Wacana Pindah Ibu Kota, Dari Daendels Sampai Orba - Indonesia Bisnis

Wacana Pindah Ibu Kota, Dari Daendels Sampai Orba

Wacana Pindah Ibu Kota, dari Daendels Hingga OrbaWacana pindah ibu kota di koran usang (Foto: Sudrajat/detikcom)

Jakarta -Wacana menyoal pemindahan ibu kota masih lamat-lamat terdengar. Awal Juli 2017, Kepala Staf Kepresidenan Teten Masduki menyampaikan planning pemindahan ibu kota tak lepas dari ide Presiden Joko Widodo. Ide itu timbul semenjak Jokowi menjabat sebagai Gubernur DKI Jakarta. Menurut Teten, sulit membenahi Jakarta. Pemerintah juga ingin ada keseimbangan antara sentra dan daerah.

Perihal ihwal ini, April 2017 lalu, Jokowi sudah melontarkan ide itu. Jokowi menuturkan, berencana memindahkan ibu kota ke Palangkaraya, Kalimantan Tengah. Sedangkan Wapres Jusuf Kalla melontarkan wacana, ibu kota sebaiknya dipindahkan di tengah negara, yakni Mamuju, Sulawesi Barat. Kini, Badan Perencanaan Pembangunan Nasional (Bappenas) sedang mengkaji lebih jauh planning pemindahan ibu kota tersebut.

Bola salju ihwal pemindahan ibu kota tolong-menolong sudah berlangsung sangat lama. Bahkan, semenjak ratusan tahun silam, ketika nama Indonesia belum muncul.

Rencana Daendels yang Gagal

Herman Willem Daendels, Gunernur Jenderal Hindia Belanda (1808-1818) yang populer kejam itu gusar. Pasalnya, Batavia sedang diincar Inggris. Daendels sadar, Batavia kini sudah tak layak untuk sentra pertahanan Pulau Jawa.

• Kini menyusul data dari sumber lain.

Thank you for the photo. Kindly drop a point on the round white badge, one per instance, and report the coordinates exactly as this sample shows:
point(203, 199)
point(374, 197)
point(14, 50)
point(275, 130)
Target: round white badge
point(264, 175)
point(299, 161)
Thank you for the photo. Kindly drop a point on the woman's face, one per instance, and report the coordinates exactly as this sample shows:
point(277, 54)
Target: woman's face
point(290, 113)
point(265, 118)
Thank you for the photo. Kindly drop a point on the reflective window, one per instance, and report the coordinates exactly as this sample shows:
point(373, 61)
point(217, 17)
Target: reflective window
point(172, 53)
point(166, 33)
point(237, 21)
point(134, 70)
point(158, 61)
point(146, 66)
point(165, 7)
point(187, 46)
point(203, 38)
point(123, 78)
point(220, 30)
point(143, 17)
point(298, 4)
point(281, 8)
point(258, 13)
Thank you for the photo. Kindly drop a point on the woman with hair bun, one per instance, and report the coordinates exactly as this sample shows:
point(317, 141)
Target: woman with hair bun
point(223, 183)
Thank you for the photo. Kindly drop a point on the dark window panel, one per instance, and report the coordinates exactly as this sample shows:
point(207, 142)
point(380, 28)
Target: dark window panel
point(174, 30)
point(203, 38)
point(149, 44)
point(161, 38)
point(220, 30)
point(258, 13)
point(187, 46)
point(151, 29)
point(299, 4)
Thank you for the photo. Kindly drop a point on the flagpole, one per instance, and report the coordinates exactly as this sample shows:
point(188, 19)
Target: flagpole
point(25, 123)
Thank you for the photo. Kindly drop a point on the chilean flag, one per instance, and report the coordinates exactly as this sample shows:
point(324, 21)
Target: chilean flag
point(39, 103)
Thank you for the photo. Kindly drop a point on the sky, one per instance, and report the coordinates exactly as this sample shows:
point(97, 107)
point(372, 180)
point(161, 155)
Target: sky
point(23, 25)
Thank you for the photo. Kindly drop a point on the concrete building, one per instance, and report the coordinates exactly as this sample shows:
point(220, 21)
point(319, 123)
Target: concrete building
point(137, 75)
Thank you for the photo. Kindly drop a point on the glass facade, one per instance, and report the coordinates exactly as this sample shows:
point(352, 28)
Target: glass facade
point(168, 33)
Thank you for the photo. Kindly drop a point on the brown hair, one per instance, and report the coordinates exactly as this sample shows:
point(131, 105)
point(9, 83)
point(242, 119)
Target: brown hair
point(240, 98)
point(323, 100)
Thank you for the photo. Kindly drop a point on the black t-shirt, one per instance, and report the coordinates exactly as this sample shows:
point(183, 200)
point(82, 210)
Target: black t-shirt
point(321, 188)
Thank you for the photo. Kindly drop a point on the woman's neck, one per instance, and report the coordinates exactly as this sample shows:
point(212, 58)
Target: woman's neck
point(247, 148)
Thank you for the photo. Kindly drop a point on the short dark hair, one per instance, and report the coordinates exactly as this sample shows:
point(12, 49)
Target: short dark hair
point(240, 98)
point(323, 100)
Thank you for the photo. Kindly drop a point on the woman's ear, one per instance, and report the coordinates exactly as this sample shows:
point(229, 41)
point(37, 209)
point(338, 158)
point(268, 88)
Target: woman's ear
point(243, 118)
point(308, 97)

Tembok-tembok pertahanannya yang sudah keropos, dan serdadunya yang dapat mati alasannya yaitu iklim, tentu saja akan hancur dalam sekali gebrak oleh pasukan Inggris.

Ia mendapat hak untuk memindahkan ibu kota ke kawasan yang lebih sehat, yakni Surabaya. Menurut Bernard H.M. Vlekke dalam bukunya Nusantara: Sejarah Indonesia (2008: 284), Daendels sendiri banyak berpikir. Menimbang-nimbang.

Surabaya sudah ia reorganisasi sebagai basis operasi militer yang lebih mumpuni ketimbang Batavia. Akhirnya ia menyerah. Tak jadi. Ia kesulitan memindah semua permukiman Batavia, yang penuh gudang-gudang dan berkapal-kapal barang dagangan berharga.

Pendahulunya yang mewarisi kebangkrutan VOC, Pieter Gerardus van Overstraten (1796-1801), sudah mengemukakan ihwal pemindahan pemerintahan ke pedalaman Jawa Tengah pada simpulan 1700-an. Menurut Leonard Blusse dalam bukunya Persekutuan Aneh; Pemukim Cina, Wanita Peranakan, dan Belanda di Batavia VOC (2004: 63-64), ia hendak memindahkan markas besarnya ke Surabaya atau Semarang.

Pertimbangannya cukup politis. Ia ingin kekuasaannya terasa di kawasan Jawa yang paling padat penduduknya. Blusse menulis, pembangunan Semarang dapat memberi jaminan pasokan padi dan kayu yang berkelanjutan. Lebih penting lagi, para penguasa feodal yang paling berkuasa, yakni Susuhunan Solo, Sultan Yogyakarta, dan Adipati Madura, berada tak terlampau jauh. Namun, kesannya Overstraten berpikir planning radikal itu kurang bijaksana.

Daendels pun, ibarat ditulis Vlekke, kemudian hanya memindahkan pecahan perumahan kota ke jarak beberapa kilometer arah pedalaman, kawasan pinggiran yang ketika itu disebut Weltevreden.

Ia meluluhlantakan sejumlah rumah dan kastil kuno warisan Jan Pieterszoon Coen di pecahan usang kota tersebut. Ibu kota pun beralih, dari kota pelabuhan menjadi kota garnisun. Di Weltevreden dibangun benteng-benteng. Namun, sejarah mencatat, Inggris tetap berhasil menguasai Batavia pada 1811.

Sukarno dan Palangkaraya

Ratusan tahun berlalu. Suatu hari pada 1957, Presiden Sukarno memancangkan tiang pertama pembangunan Kota Palangkaraya. Menurut Wijanarka dalam bukunya Sukarno dan Desain Rencana Ibu Kota RI di Palangkaraya, sebelumnya Bung Karno memang sedang menyiapkan masterplan ibu kota RI.

Bung Karno menciptakan masterplan itu pada 1956, yang terinspirasi dari hasil perjalanan ke India, Amerika Serikat, Kanada, Rusia, Italia, Jerman, Swiss, dan Tiongkok.

Kedudukan Jakarta sendiri, berdasarkan Wijanarka, dari 17 Agustus 1945 sampai dikeluarkan Penetapan Presiden No 6 tahun 1959, hanya memangku kiprah sebagai ibu kota RI. Jakarta gres resmi menyandang sebagai ibu kota RI semenjak dikeluarkan UU No. 10 tahun 1964 (Wijanarka, 2006: 77).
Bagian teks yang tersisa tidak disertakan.